Kommen Wasserzeichen und Warnhinweise?

Die Künstliche Intelligenz entwickelt sich rasend schnell. Die Regulierung hinkt hinterher. Die EU bemüht sich zum Beispiel mit einem Artificial Intelligence Pact. Aber: wer wie und unter welchen Umständen KI-generierte Inhalte kennzeichnen soll, das wird noch heftig diskutiert. Kommt ein Wasserzeichen oder wird es Warnhinweise auf großen Plattformen geben?
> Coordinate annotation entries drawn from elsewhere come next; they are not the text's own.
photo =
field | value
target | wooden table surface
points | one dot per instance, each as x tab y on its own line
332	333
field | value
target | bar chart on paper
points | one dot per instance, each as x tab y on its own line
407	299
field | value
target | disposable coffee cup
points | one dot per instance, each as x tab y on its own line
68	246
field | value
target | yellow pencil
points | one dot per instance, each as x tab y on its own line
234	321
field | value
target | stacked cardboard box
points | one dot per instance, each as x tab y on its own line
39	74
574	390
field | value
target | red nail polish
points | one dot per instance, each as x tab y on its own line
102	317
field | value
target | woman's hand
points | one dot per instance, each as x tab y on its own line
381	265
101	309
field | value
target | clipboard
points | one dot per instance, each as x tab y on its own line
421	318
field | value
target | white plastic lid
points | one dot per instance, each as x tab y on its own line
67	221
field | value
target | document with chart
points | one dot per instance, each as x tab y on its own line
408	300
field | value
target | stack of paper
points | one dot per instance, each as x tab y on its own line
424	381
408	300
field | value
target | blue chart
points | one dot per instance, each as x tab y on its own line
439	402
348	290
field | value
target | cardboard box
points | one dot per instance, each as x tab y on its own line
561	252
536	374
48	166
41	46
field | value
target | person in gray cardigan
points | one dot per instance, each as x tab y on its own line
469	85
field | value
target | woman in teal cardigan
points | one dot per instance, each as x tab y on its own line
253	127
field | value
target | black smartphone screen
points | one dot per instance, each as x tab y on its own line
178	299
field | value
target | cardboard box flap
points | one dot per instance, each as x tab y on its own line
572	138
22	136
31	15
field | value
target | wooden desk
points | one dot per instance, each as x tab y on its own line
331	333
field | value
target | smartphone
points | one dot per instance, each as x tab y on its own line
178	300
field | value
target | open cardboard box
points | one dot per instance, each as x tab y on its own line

Felix Simons von Oxford sagt, das sei offen: "Wir haben noch kein einheitliches Bild, was Plattform- oder Medien übergreifend angewandt wird."

Die Wahlen sind sicher, aber wie lange noch?

Noch beschränkt sich der negative Einfluss der Künstlichen Intelligenz bei Wahlen auf kleine extreme Randgruppen, zumindest in Österreich, sagt Jakob-Moritz Eberl. "In Österreich bleiben die Wahlen insofern relativ sicher." Doch bald werde es Grund genug geben, sich zu fürchten, meint APA-Faktenchecker Florian Schmid. "Diese Furcht ist schon angebracht, weil sie in ein, zwei Jahren berechtigt sein wird. Da wird es KI-Fälschungen geben, die wir tatsächlich nicht mehr erkennen können und die sehr einfach erstellt werden können. Aber derzeit ist die Zugangsschwelle noch genau so hoch, dass man nicht damit rechnen muss, dass uns das überschwemmt in diesem Wahljahr."